A preoccupare non è “la superficialità con cui i giovani hanno rapporti sessuali” (dato allarmante e “culturalmente” significativo). Il peso della frase è tristemente concentrato nelle due parole finali: “non protetti”. Come dire: ciascun ragazzo e ciascuna ragazza, del suo corpo e della sua vita faccia ciò che crede. Preoccupiamoci solo se Tizia, Caia e Sempronia non si “proteggono”.
«La strada più diretta verso una meta sembra spesso breve e diritta. Ma tutto quanto è prezioso non è né facile né veloce da raggiungere… Chi è in cammino troppo in fretta, spesso supera la meta senza accorgersene».
(Gernot Candolini, Scoprire se stessi nel labirinto)
Gli “esperti” parlano, parlano, parlano e i ragazzi sono sempre più soli
Più leggo i “consigli” che certi adulti danno ai giovani, e più mi convinco che, dei giovani, quegli adulti sanno pochissimo, per non dire nulla. Chiusi nei loro laboratori, nei loro studi, o riuniti in commissioni (le più strampalate), o impegnati a tenere conferenze, probabilmente i giovani (veri) non li hanno mai guardati negli occhi. Di certo non ne conoscono il cuore. Un esempio? Si è appena tenuto ad Atene un summit europeo sulla contraccezione. Ne relaziona oggi, con un articolo su Repubblica, il dottor Aldo Franco De Rose, urologo e andrologo presso l’ospedale S. Martino di Genova.

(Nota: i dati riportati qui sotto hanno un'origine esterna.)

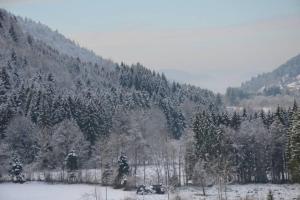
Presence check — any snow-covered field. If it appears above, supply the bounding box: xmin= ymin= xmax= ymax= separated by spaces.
xmin=0 ymin=182 xmax=300 ymax=200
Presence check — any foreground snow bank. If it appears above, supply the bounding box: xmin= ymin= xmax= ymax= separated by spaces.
xmin=0 ymin=182 xmax=300 ymax=200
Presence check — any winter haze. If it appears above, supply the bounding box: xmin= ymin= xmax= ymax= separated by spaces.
xmin=0 ymin=0 xmax=300 ymax=93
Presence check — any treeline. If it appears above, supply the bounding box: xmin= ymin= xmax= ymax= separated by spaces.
xmin=185 ymin=102 xmax=300 ymax=184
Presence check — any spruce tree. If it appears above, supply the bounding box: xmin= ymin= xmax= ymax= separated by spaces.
xmin=66 ymin=150 xmax=78 ymax=171
xmin=288 ymin=111 xmax=300 ymax=183
xmin=9 ymin=154 xmax=25 ymax=183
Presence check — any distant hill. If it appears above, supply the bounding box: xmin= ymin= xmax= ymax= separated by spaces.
xmin=241 ymin=55 xmax=300 ymax=95
xmin=225 ymin=55 xmax=300 ymax=106
xmin=0 ymin=9 xmax=223 ymax=143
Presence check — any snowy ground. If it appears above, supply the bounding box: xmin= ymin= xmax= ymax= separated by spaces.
xmin=0 ymin=182 xmax=300 ymax=200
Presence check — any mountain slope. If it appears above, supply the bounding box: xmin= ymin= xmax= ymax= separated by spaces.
xmin=241 ymin=55 xmax=300 ymax=95
xmin=0 ymin=10 xmax=222 ymax=145
xmin=18 ymin=17 xmax=113 ymax=65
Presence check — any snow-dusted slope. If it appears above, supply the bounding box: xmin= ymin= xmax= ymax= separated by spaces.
xmin=18 ymin=17 xmax=114 ymax=66
xmin=241 ymin=55 xmax=300 ymax=95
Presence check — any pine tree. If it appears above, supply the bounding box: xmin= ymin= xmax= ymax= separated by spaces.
xmin=0 ymin=67 xmax=11 ymax=105
xmin=9 ymin=154 xmax=25 ymax=183
xmin=230 ymin=112 xmax=241 ymax=130
xmin=115 ymin=153 xmax=129 ymax=188
xmin=66 ymin=150 xmax=78 ymax=171
xmin=101 ymin=163 xmax=113 ymax=186
xmin=288 ymin=111 xmax=300 ymax=183
xmin=270 ymin=116 xmax=286 ymax=183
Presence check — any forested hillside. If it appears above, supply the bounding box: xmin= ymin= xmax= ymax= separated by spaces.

Le persone, si sa, ai congressi diventano numeri, grafici, statistiche, e così la fotografia che ci arriva da Atene è la seguente: sono in crescita i comportamenti sessuali a rischio, aumentano gli aborti tra minorenni (oltre tremila casi l’anno!), si assiste ad un incremento delle malattie sessualmente trasmesse ed anche della contraccezione di emergenza, soprattutto in estate, con una crescita del 12% rispetto ai primi tre mesi dell’anno. Così scrive poi De Rose: «A preoccupare è la superficialità con cui si continua ad avere rapporti sessuali non protetti».
Mentre la puntigliosa legge, prova a mettere insieme i dati, e lei che con i giovani lavora, parla, trascorre le sue giornate da 25 anni come insegnante, e da 18 come madre di una femmina e di un maschio, comincia a non tornare qualcosa. Non le torna, ad esempio, che a preoccupare non sia “la superficialità con cui i giovani hanno rapporti sessuali” (dato allarmante e “culturalmente” significativo), ma che il peso della frase sia concentrato nelle due parole finali: “non protetti”.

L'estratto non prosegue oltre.